Influence of interannual variability in estimating the rate and acceleration of present-day global mean sea level

2021
Abstract Recent studies have shown that the global mean sea level (GMSL) is accelerating. For improved process understanding and sea level projections, it is crucial to precisely estimate the GMSL acceleration due to externally-forced global climate change. For that purpose, the internal climate variability-related signal of the GMSL needs to be removed from the GMSL record. In the present study, we estimate how the observed GMSL rate has evolved with time over the altimetry era (1993-present), with the objective of determining how it is influenced by the interannual variability.

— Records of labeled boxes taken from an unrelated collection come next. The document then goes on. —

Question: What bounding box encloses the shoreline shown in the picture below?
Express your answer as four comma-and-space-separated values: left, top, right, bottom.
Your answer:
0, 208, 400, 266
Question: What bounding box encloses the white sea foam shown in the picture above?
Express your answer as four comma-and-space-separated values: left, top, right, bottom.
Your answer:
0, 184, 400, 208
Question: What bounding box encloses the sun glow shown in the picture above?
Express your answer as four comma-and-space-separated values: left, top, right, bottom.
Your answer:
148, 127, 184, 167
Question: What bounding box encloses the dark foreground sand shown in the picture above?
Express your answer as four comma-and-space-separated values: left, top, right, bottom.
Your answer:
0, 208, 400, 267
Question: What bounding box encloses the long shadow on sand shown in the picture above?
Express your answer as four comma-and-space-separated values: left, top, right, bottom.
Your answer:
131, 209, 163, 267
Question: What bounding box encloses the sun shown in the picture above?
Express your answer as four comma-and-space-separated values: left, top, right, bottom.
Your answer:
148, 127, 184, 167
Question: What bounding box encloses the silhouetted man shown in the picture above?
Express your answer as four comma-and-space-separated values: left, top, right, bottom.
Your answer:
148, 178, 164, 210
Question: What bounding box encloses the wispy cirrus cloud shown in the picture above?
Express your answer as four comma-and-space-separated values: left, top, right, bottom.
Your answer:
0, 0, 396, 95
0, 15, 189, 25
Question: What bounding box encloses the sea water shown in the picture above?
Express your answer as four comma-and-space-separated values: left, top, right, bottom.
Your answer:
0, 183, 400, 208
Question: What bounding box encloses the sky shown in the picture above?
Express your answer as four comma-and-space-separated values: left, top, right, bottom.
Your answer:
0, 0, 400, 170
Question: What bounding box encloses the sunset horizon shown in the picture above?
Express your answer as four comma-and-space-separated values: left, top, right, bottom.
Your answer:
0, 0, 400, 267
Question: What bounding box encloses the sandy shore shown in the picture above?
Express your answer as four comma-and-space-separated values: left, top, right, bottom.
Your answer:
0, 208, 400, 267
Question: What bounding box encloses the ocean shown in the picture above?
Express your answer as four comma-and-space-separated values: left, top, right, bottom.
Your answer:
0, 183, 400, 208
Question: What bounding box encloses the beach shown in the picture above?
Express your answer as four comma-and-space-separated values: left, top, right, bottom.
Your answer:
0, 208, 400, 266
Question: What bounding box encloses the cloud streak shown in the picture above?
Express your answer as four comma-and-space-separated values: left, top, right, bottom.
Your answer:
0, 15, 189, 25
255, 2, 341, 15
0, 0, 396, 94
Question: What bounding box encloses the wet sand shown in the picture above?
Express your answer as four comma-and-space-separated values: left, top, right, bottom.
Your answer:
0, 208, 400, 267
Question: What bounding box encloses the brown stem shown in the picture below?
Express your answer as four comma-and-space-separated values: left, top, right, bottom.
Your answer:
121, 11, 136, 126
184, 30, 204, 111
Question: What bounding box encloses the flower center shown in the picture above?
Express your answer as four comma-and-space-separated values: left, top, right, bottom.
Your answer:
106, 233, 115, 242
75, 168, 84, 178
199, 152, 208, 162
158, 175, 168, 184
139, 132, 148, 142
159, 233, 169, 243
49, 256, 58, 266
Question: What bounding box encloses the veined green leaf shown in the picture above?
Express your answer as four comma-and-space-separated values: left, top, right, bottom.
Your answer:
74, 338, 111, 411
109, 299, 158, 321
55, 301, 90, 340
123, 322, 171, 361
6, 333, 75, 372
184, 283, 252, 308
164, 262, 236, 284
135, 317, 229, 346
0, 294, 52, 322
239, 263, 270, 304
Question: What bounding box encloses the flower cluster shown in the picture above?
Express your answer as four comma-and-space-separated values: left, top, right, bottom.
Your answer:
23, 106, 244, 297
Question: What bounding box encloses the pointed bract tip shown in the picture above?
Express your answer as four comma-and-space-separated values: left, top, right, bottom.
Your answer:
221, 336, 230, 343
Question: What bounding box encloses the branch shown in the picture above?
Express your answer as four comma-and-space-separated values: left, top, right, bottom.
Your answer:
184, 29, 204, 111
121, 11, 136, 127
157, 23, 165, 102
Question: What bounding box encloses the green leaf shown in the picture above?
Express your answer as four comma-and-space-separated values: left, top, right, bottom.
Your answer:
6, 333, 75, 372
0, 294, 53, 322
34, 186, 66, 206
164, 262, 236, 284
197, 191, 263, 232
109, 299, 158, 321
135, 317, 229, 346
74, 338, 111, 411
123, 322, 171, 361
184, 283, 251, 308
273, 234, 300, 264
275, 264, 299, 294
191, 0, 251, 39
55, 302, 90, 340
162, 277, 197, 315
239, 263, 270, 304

We find that the GMSL rate computed over 5-year moving windows, displays significant interannual variability around 6–7 years and 12–13 years, preventing from robust acceleration estimation. To remove from the observed GMSL time series, the interannual variability, possibly related to internal climate modes, like ENSO, PDO, IOD, NAO or AMO, we use two methods previously widely applied in the literature: (1) multiple linear regression of the GMSL against some climate indices, and (2) Empirical Orthogonal Function (EOF) decomposition of the gridded sea level data to isolate the interannual signal. Although the interannual signal of the corrected GMSL time series is reduced, a cycle around 6–7 years still remains in the GMSL rate. We discuss possible sources of the remaining 6-7-year cycle, including the limitation of the methods used to remove the interannual variability.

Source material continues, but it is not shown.